In part one of the series, I went over how to compile Apache 2.0 to take advantage of the T1000 hardware. In part two, I talked about patching Apache 2.0 to support the SSLHonorCipherOrder directive. I didn’t realize there might be a part three, but here we are! After finishing the second piece, I sent an email of thanks to Jan Pechanec at Sun for his blog entries mentioned in part one. In the email, I mentioned that I was running Apache 2.0 in worker mode. He cautioned me that worker mode with Sun’s pkcs11 engine still had outstanding issues with worker mode, and pointed me to this bug report on OpenSolaris. I hadn’t been able to find a reliable load testing tool for HTTPS, so I was just using the check_http plugin from Nagios. The performance results I were getting were correct, but I wasn’t stressing the server at all. Jan pointed me to http_load, a simple multithreaded http load tester that supports HTTPS if you compile it against OpenSSL. He was also kind enough to give me his shell script that he was using to load up HTTPS connections. I later found the script posted on a bug report, so I’m assuming it’s okay to repost it here:
#!/bin/bash [ $# -ne 4 -a $# -ne 5 ] && echo "$0 " && exit if [ -n "$5" ]; then cipher="-cipher $5" fi # for SSL for i in `yes | head -$3`; do printf "." ./http_load $cipher -parallel $2 -fetch $4 $1 & done echo "" # wait for all so that we can time the script wait
You then run the shell script (named load.sh in this case) like so:
time ./load.sh sslurl.txt 10 20 500 RC4-MD5 >/dev/null
This will fork 10 processes, each using 20 threads, to fetch the url contained within sslurl.txt as fast as possible 500 times. By wrapping the command with the ‘time’ command, you get the amount of time it takes to fetch the HTTPS url 5,000 times. Take 5,000 divided by the number of real seconds returned by time, and you have a requests per second benchmark. To my shock, running this against my Apache 2.0 worker server never even completed. OpenSSL started to complain about ‘bad mac’ errors, and eventually started to time out. Well, back to the drawing board! I started by recompiling Apache to use the prefork MPM. See part one for the configure options I used. Since I had benchmarks from a T1000 using worker MPM, a V210 using worker MPM, a T1000 using prefork MPM, and the Sun CoolStack package (Apache 2.2 w/prefork MPM) installed on a T1000, I decided to keep track of performance and publish some very pretty graphs. First up, a comparison of reported requests per second from ApacheBench (ApacheBench was used with keepalives requesting a very small static file): You can see that the T1000 is much faster than the v210 in all configurations. Interesting to note that the prefork 2.0 on the T1000 actually was faster than the worker 2.0 on the same box until extreme loads were placed on the server. Okay, what about response times? The below graph represents the 95th percentile of the number of milliseconds all requests were completed in: Again, it’s safe to assume the T1000 is outperforming the v210. Here, prefork consistently outperformed worker, and Apache 2.2 is much better at keeping response times to a minimum under load. Finally, let’s look at HTTPS requests per second. The CoolStack Apache 2.2 isn’t present, because I had configuration issues with getting SSL to work. From the get-go, 2.2 was not an option, as we have a proprietary proxy module for our application server that does not yet support 2.2. That’s why 2.2 was not tuned, and I didn’t spend too much time with it. The T1000 worker for 2.0 is missing because when using pkcs11, it would not complete the benchmark tests. Rather obvious results, eh? The asterisk after the tuned prefork means that I only got it to perform this well after applying the Solaris patches to the SUNWCry package. Quick Tips and Tricks for Performance
- Use noatime on your DocumentRoot partition.

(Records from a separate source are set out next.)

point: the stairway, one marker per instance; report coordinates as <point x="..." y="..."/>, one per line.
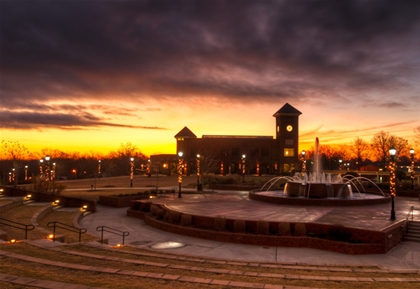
<point x="413" y="232"/>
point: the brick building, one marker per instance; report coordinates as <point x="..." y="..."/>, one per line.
<point x="237" y="154"/>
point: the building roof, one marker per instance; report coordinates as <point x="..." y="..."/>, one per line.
<point x="185" y="133"/>
<point x="287" y="109"/>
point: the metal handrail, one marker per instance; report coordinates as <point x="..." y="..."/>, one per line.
<point x="55" y="225"/>
<point x="112" y="231"/>
<point x="26" y="229"/>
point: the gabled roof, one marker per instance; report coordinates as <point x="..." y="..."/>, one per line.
<point x="287" y="109"/>
<point x="185" y="133"/>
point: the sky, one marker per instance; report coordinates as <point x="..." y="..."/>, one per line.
<point x="83" y="76"/>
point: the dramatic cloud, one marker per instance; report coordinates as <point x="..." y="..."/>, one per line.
<point x="233" y="50"/>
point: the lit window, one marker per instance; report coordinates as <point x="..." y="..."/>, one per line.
<point x="289" y="152"/>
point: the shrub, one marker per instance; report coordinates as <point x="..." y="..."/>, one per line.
<point x="220" y="224"/>
<point x="284" y="229"/>
<point x="186" y="220"/>
<point x="300" y="229"/>
<point x="239" y="226"/>
<point x="263" y="227"/>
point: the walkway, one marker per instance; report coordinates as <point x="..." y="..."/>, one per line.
<point x="404" y="256"/>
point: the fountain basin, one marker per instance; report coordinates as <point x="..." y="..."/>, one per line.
<point x="280" y="198"/>
<point x="317" y="190"/>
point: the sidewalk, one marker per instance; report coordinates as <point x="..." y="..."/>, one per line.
<point x="404" y="256"/>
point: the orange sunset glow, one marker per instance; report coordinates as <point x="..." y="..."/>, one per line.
<point x="140" y="72"/>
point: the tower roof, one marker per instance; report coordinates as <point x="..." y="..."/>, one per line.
<point x="287" y="109"/>
<point x="185" y="133"/>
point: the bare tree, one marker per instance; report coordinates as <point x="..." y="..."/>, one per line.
<point x="417" y="135"/>
<point x="359" y="150"/>
<point x="383" y="141"/>
<point x="13" y="154"/>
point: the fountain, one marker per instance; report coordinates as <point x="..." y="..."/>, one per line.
<point x="320" y="188"/>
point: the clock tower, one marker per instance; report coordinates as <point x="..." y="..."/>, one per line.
<point x="287" y="136"/>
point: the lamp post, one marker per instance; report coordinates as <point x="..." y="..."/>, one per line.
<point x="131" y="171"/>
<point x="303" y="162"/>
<point x="179" y="173"/>
<point x="243" y="168"/>
<point x="198" y="173"/>
<point x="392" y="180"/>
<point x="41" y="173"/>
<point x="412" y="168"/>
<point x="53" y="171"/>
<point x="47" y="170"/>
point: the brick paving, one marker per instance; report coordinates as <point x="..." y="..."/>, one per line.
<point x="233" y="204"/>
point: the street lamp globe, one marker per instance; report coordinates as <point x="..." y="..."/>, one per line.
<point x="392" y="151"/>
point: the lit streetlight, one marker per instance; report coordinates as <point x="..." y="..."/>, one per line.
<point x="303" y="162"/>
<point x="53" y="171"/>
<point x="131" y="171"/>
<point x="199" y="188"/>
<point x="243" y="168"/>
<point x="180" y="161"/>
<point x="412" y="168"/>
<point x="41" y="172"/>
<point x="392" y="180"/>
<point x="47" y="170"/>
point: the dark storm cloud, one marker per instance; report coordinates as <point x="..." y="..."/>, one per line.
<point x="35" y="120"/>
<point x="233" y="49"/>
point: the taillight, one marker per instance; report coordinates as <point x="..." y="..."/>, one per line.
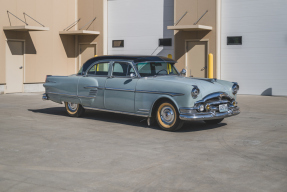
<point x="47" y="77"/>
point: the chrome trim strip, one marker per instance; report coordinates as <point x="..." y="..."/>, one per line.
<point x="143" y="110"/>
<point x="209" y="115"/>
<point x="116" y="89"/>
<point x="49" y="81"/>
<point x="62" y="94"/>
<point x="159" y="92"/>
<point x="87" y="97"/>
<point x="213" y="95"/>
<point x="93" y="87"/>
<point x="218" y="102"/>
<point x="127" y="90"/>
<point x="113" y="111"/>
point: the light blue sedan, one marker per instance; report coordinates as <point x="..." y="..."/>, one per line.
<point x="147" y="86"/>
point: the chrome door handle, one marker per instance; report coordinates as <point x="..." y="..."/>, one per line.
<point x="203" y="68"/>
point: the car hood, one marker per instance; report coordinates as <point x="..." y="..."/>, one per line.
<point x="206" y="86"/>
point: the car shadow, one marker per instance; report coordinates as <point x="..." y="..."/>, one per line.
<point x="192" y="126"/>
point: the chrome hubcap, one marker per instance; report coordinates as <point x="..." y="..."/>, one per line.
<point x="72" y="106"/>
<point x="167" y="115"/>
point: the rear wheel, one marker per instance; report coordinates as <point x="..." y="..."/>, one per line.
<point x="74" y="110"/>
<point x="213" y="121"/>
<point x="167" y="117"/>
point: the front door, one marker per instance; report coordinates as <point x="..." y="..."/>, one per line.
<point x="120" y="88"/>
<point x="14" y="66"/>
<point x="196" y="59"/>
<point x="87" y="51"/>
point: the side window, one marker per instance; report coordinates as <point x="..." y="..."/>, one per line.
<point x="99" y="69"/>
<point x="122" y="69"/>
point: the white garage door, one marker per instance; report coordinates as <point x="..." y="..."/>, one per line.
<point x="259" y="65"/>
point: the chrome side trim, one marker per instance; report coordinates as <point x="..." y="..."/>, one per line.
<point x="116" y="89"/>
<point x="143" y="109"/>
<point x="213" y="95"/>
<point x="127" y="90"/>
<point x="86" y="97"/>
<point x="93" y="87"/>
<point x="66" y="94"/>
<point x="159" y="92"/>
<point x="49" y="81"/>
<point x="113" y="111"/>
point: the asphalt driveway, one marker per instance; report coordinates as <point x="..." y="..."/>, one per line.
<point x="42" y="149"/>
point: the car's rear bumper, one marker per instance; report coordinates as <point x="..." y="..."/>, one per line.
<point x="196" y="116"/>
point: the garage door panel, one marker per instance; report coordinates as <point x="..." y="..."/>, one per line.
<point x="263" y="7"/>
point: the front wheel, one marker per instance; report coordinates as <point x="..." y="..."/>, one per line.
<point x="213" y="121"/>
<point x="74" y="110"/>
<point x="167" y="117"/>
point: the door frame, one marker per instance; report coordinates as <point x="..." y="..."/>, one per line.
<point x="79" y="51"/>
<point x="24" y="63"/>
<point x="196" y="40"/>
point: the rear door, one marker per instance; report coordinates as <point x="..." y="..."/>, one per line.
<point x="91" y="85"/>
<point x="120" y="88"/>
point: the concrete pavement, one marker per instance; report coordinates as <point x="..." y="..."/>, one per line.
<point x="42" y="149"/>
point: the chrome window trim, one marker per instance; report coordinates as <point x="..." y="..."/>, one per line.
<point x="163" y="61"/>
<point x="123" y="61"/>
<point x="95" y="63"/>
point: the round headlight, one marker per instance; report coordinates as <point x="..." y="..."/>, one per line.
<point x="201" y="108"/>
<point x="195" y="92"/>
<point x="235" y="88"/>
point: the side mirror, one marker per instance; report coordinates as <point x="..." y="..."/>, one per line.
<point x="132" y="75"/>
<point x="183" y="72"/>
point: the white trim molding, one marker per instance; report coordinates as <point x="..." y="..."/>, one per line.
<point x="218" y="39"/>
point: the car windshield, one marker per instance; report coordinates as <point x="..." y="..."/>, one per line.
<point x="156" y="68"/>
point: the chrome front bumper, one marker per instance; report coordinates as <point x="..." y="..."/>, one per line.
<point x="189" y="114"/>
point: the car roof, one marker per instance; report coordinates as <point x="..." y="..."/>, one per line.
<point x="134" y="58"/>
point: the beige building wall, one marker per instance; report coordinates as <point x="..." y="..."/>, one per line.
<point x="47" y="52"/>
<point x="196" y="9"/>
<point x="87" y="10"/>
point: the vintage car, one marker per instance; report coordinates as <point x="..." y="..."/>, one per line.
<point x="147" y="86"/>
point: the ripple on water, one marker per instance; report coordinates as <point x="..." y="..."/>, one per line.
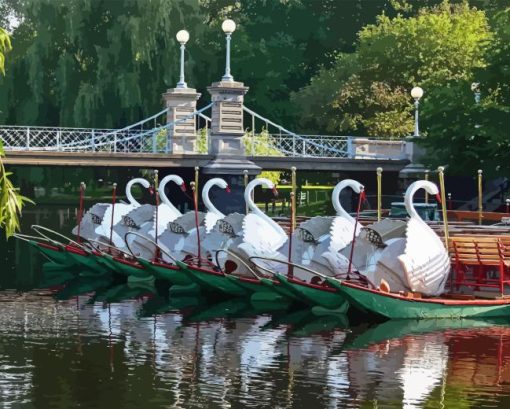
<point x="80" y="352"/>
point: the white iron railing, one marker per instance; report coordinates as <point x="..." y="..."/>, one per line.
<point x="154" y="135"/>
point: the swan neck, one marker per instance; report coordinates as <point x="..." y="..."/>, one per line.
<point x="207" y="201"/>
<point x="129" y="186"/>
<point x="408" y="201"/>
<point x="340" y="211"/>
<point x="162" y="194"/>
<point x="253" y="207"/>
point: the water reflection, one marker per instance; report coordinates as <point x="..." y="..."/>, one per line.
<point x="102" y="341"/>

- Apply all SUNWCry patches
- Use ‘pthread’ for your SSLMutex and AcceptMutex
- Make sure to use the shmcb for your SSLSessionCache
- Use /dev/urandom for your SSLRandomSeed entries
- Compile all the modules you might ever need, but only load them if you need them.
The T1000 makes for a strong Apache box. I have a lot going on in my Apache config that probably drags down my performance - a lot of logging, about 100 mod_rewrite rules, proxies, and whatnot. You might be able to google around and find people getting 20,000 requests per second and more from Apache, but they aren’t doing that with my configuration. By replacing our v210’s with cheaper T1000’s, we’ve ensured that our webserver layer will not be the bottleneck in our stack for years to come!